Advice to buyers: check, check and check again before takong transfer

When a buyer takes over a property, it is absolutely essential that he or she checks it thoroughly, testing all electrics, locks, windows, doors, down pipes, drains and the rest, says Lanice Steward, MD of Anne Porter Knight Frank.

“If the buyer finds himself in a position where the seller has apparently misrepresented the home or overlooked defects, it is tempting to think that under the threat of non-disclosure he will be able to get the seller to pay for repairs. In practice, non-disclosure is very hard to prove because the seller has to have known about the defect and, in any case, litigation is expensive and time consuming.”

Steward said that she has had cases where, even on brand new homes, rubble was found blocking the drain pipes, the doors did not swing or close properly, electric plugs were dysfunctional, the cornices were pulling away from the ceiling and damp was found beneath the floors. She has even, she said, had a new home where the WC flushed with boiling hot water.
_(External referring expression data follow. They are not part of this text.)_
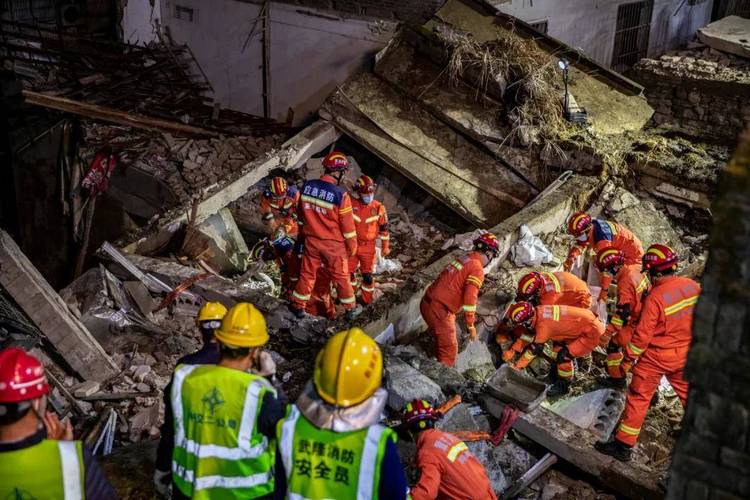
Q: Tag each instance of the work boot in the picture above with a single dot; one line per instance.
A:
(612, 383)
(559, 388)
(298, 313)
(350, 314)
(616, 449)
“The potential buyer has to check, check and check again. Unfortunately, nine out of ten snag complaints crop up on occupation after transfer. If the development is new, these defects are covered by a guarantee but that is not the case with older properties.”

Checks, she added, are especially important before the owner allows a tenant into his property because he should know whether the problems were there before the tenant moved in or whether the tenant caused the problem. Again, if it is a new property the tenant should, via the owner at once report problems he discovers on occupation.